One of the most frustrating experiences when using LLMs for code generation is syntactic hallucination — the model produces code that looks correct but crashes immediately at runtime. In 2025, the solution is not just a better prompt. It is a better architecture.

The Reflexion pattern gives your agent a retry loop with feedback:

  • Generate — the agent writes the code
  • Execute — the code is tested against a real runtime
  • Evaluate — success or failure is detected
  • Reflect — on failure, the error is fed back to the agent
  • Retry — the agent produces a corrected version
  • Tests show that models like GPT-4 increase their code generation success rate from ~60% to over 90% when this self-correction loop is applied. In n8n, this translates fragile automations into resilient, self-healing systems.

    The Architecture: A Conditional Loop

    Unlike a linear flow, this workflow uses a conditional loop. The four actors are:

    • Generator Agent — writes the initial code
    • Executor (Code Node / HTTP Request) — runs the code
    • Evaluator (If Node) — routes to success or failure path
    • Reflector Agent — reads the error and generates a corrected version

    Step 1: The Generator Agent

    Start with an AI Agent Node (or Basic LLM Chain).

    Set the System Prompt:

    You are a Python expert.
    Generate only the code, no markdown explanations.
    The code must solve this problem: {{$json.problem}}

    This node outputs raw Python code as a string.

    Step 2: The Execution Test

    Connect the agent's output to an HTTP Request Node calling an external code execution API. We use the Piston API for safety:

    {
      "url": "https://emkc.org/api/v2/piston/execute",
      "method": "POST",
      "body": {
        "language": "python",
        "version": "3.10.0",
        "files": [{ "content": "{{$json.output_code}}" }]
      }
    }

    The API returns run.stdout on success and run.stderr on failure.

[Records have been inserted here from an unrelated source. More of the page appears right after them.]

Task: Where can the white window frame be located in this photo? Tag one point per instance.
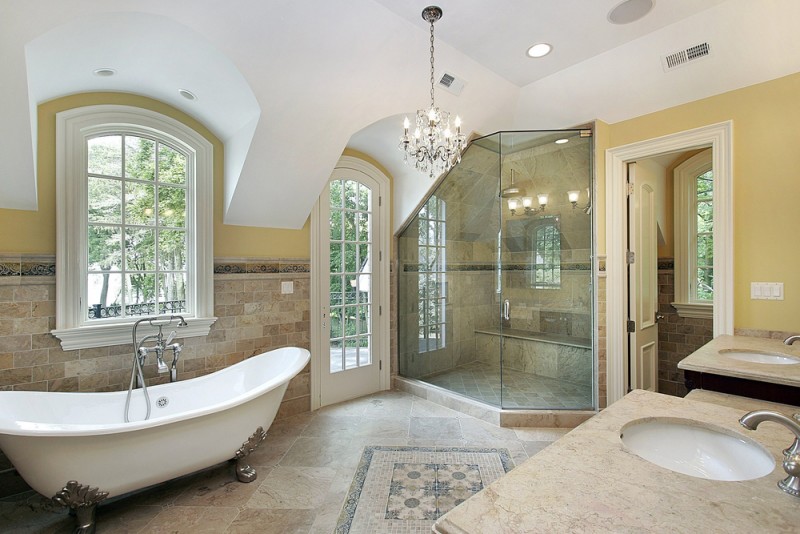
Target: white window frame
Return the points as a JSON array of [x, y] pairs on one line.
[[73, 127], [686, 302]]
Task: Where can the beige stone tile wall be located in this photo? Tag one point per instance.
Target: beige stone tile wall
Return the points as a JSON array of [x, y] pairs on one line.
[[602, 377], [677, 336], [253, 317]]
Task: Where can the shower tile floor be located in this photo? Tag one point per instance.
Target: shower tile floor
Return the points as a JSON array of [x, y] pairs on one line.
[[305, 468], [520, 390]]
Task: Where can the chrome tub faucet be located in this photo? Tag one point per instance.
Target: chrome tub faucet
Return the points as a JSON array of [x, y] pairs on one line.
[[791, 339]]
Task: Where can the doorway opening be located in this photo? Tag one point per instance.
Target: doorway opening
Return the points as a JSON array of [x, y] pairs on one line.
[[350, 285], [719, 138]]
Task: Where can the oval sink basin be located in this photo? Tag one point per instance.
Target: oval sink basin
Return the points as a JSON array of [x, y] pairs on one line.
[[759, 357], [696, 449]]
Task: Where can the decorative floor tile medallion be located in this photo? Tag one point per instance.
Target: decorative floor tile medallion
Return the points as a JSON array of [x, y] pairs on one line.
[[405, 489]]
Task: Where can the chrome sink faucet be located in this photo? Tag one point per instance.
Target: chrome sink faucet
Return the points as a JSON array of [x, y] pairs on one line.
[[791, 455]]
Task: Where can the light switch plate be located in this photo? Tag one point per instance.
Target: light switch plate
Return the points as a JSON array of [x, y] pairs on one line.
[[766, 290]]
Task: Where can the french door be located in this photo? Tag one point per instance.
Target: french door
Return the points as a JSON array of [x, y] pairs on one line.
[[350, 339]]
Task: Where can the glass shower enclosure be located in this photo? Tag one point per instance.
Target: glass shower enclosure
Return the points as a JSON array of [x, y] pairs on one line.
[[495, 275]]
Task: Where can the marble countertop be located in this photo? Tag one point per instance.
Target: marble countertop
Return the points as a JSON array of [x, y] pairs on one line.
[[711, 358], [588, 481]]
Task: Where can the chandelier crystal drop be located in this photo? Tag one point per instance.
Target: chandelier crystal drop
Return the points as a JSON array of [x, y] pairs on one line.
[[435, 145]]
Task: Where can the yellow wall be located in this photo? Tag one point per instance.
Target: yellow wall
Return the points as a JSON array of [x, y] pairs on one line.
[[766, 186], [34, 232]]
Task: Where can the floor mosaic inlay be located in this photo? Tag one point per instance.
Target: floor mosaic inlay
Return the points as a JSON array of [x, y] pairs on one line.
[[405, 489]]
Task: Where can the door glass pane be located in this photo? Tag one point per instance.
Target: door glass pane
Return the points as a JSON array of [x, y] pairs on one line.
[[350, 280]]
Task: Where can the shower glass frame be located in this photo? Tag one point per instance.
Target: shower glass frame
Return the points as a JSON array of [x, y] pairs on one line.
[[516, 290]]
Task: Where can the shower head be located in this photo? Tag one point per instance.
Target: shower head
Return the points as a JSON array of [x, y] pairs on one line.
[[512, 190]]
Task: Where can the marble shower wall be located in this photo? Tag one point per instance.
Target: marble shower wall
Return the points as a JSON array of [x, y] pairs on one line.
[[471, 193]]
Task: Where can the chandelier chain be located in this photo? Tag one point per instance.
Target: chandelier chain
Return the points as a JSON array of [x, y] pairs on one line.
[[432, 77]]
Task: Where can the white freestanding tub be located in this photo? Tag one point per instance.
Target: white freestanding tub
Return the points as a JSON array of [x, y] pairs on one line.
[[55, 438]]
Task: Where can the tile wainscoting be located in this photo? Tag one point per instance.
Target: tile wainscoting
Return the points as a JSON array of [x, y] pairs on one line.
[[252, 317]]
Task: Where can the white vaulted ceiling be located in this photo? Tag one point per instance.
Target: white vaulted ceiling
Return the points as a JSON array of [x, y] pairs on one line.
[[288, 84]]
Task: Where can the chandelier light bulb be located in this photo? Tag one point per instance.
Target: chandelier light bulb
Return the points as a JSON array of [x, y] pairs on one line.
[[542, 199]]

    Step 3: The Evaluator (If Node)

    Add an If Node with the condition:

    • True path (success): run.stderr is empty → deliver the working code
    • False path (failure): run.stderr is not empty → trigger reflection

    Step 4: The Reflector Agent

    On the False path, add a second AI Agent Node with these dynamic inputs:

    • {{$json.output_code}} — the code that failed
    • {{$json.run.stderr}} — the exact error message
    System Prompt:
    You are a debugging agent.
    The following code failed with this error: [Insert Error].
    Analyze why it failed.
    Output ONLY the corrected code — no explanations.

    Step 5: Closing the Loop

    Connect the Reflector Agent's output back to the Executor's input. Critical: add a loop counter to prevent infinite retries.

    // At the start of the loop
    const attempts = $json.attempts || 0;
    if (attempts > 3) {
      throw new Error('Failed after 3 reflection attempts.');
    }
    return { ...$json, attempts: attempts + 1 };

    This limits the loop to 3 retries. After 3 failures, the workflow surfaces the error for human review rather than spinning endlessly.

    Why This Works

    The key insight is that the feedback signal — the actual runtime error — contains far more information than any static prompt improvement. The model does not guess what went wrong. It reads the exact traceback and fixes the precise issue.

    This pattern is especially powerful for:

    • Data transformation scripts — where schema mismatches cause subtle errors
    • API integration code — where authentication or endpoint formats change
    • JSON generation — where structural validation fails on first attempt
    Implementing Reflexion in n8n turns your automation from a one-shot gamble into a resilient, self-healing system that improves with every iteration.